Boy in the Pool : sonatation pour pianeau

J’ai commencé cette nouvelle journée au Festival du Film Coréen à Paris avec la satisfaction d’être en mesure de reconnaître la plupart des extraits de la bande-annonce de l’événement. Diffusée avant chaque séance, cette courte vidéo permet tous les ans de prendre le pouls de la sélection. C’est un petit jeu mental auquel chacun·e se prête assurément avant que le film ne commence : « oh je reconnais cet extrait, et celui-ci, et celui-ci ! » Arrivée à mi-parcours et après une dizaine de séances, j’en arrive au même constat que chaque année :  la programmation de ce festival est décidément aussi diversifiée que qualitative. Parmi les neuf films en compétition qui composent la section Paysage du FFCP, trois durent moins d’une heure et demi. Boy in the Pool est l’un d’entre eux.

Iels ont l’air d’hésiter entre une histoire d’amour et d’amitié : Woo-ju, un garçon de 13 ans et Seok-young, d’un an son aînée, se rencontrent à la piscine municipale et nouent une relation complexe entre les lignes d’eau. Woo-ju est réservé mais bon nageur, Seok-young est une tornade qui envie les talents de l’adolescent et le pousse à s’inscrire aux cours de natation. Woo-ju a un secret : s’il nage aussi bien, c’est qu’il est doté d’un avantage physiologique, que ses professeur·es ignorent. Seule Seok-young a conscience du caractère unique du jeune homme. Grâce à ce don, Woo-ju finit par intégrer une équipe d’athlètes professionnels, ce qui frustre considérablement Seok-young qui projette pourtant ses propres ambitions sur son ami.

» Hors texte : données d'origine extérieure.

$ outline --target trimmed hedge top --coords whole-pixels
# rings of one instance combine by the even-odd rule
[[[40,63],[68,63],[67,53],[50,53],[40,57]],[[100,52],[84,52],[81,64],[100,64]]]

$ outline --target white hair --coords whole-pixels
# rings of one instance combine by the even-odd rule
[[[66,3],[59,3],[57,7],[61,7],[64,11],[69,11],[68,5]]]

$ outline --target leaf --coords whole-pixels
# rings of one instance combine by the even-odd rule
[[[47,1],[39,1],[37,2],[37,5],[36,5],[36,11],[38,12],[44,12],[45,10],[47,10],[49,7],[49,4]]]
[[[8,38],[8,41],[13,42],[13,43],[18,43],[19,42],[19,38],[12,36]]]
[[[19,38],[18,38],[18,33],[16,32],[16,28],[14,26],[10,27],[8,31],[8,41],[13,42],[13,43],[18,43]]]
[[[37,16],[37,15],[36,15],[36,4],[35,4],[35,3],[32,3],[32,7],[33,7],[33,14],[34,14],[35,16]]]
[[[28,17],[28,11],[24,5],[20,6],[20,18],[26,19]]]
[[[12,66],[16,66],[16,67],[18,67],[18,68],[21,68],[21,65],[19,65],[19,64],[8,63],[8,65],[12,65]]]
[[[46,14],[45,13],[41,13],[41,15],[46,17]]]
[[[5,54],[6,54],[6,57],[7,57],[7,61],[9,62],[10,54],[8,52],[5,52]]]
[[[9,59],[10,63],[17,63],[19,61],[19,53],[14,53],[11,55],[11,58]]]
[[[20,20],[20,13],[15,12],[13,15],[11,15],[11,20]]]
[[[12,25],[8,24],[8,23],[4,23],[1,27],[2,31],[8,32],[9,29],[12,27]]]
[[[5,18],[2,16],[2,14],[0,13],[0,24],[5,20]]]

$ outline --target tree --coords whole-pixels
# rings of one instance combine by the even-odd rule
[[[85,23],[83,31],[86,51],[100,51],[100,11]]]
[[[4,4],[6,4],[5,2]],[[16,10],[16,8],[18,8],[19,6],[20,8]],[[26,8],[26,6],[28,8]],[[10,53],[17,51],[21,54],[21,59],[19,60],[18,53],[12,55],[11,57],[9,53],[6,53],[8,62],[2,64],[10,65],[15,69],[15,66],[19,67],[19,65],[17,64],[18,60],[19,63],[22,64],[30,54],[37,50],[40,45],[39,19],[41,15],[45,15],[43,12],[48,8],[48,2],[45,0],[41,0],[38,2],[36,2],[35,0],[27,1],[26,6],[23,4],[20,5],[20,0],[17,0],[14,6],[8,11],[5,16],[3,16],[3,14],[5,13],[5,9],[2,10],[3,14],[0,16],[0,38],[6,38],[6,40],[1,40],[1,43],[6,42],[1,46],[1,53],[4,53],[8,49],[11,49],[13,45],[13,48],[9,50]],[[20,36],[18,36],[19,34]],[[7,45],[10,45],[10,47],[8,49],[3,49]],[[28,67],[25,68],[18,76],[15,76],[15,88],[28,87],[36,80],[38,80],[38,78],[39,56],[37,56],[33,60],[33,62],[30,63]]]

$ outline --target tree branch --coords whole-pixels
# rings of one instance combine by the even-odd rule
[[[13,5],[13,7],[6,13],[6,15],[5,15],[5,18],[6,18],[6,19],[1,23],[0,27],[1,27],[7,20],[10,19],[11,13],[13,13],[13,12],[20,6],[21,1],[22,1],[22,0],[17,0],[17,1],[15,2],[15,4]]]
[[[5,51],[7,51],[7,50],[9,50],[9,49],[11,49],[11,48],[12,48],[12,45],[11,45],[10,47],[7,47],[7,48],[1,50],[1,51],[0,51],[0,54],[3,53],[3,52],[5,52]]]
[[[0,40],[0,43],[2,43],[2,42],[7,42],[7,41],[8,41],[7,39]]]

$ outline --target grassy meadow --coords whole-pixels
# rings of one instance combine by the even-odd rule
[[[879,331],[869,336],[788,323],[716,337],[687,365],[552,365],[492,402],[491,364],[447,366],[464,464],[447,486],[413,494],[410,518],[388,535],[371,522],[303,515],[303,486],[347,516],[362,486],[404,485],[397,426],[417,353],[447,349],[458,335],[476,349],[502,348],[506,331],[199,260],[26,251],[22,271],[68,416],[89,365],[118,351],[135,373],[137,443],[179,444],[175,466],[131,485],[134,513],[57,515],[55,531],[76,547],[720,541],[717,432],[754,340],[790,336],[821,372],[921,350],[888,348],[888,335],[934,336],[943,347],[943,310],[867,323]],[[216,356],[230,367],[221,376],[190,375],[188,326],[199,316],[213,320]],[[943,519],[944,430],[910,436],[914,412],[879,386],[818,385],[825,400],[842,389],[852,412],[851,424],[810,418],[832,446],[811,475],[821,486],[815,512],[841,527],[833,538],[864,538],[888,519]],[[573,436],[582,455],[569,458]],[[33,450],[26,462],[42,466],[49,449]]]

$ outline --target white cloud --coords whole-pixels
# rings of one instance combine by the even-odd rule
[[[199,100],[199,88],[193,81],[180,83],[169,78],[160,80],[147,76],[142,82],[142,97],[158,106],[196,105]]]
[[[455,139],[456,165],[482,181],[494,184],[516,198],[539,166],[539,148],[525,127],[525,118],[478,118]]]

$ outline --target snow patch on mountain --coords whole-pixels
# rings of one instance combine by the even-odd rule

C’est ce qu’on appelle avoir le pied marin. Allez, c’est tout pour moi.

Quelques années plus tard, Woo-ju est devenu le plus gros poisson dans le grand bain : désormais champion de natation, il décroche de nouveaux records tandis que Seok-young a abandonné la nage, faute de succès en compétition. Elle s’essaie tant bien que mal au piano, que sa mère et sa soeur maitrisent parfaitement. Là encore, Seok-young est contrariée par son absence de talent, ou plutôt par celui des autres. Quand elle retrouve Woo-ju après plusieurs années de séparation, elle blâme son propre échec en rationalisant le succès du jeune homme : c’est un nageur né, contrairement à elle, et il était destiné à gagner. Et pourtant, au gré des rencontres et des discussions, la jeune finit par accepter l’échec. Boy in the Pool est un film qui prend son temps, un peu à la manière de son héroïne qui rencontre de nombreuses difficultés mais reconnait en fin de compte qu’il n’y a pas de honte à abandonner. On progresse, on trébuche, on recule pour mieux repartir, telles les vagues du vaste océan de l’humanité ; pourquoi ne pas se reposer un temps et se laisser porter par l’onde dans le sillage de ses ami·es ? Il faut savoir lâcher prise, et ça s’apprend.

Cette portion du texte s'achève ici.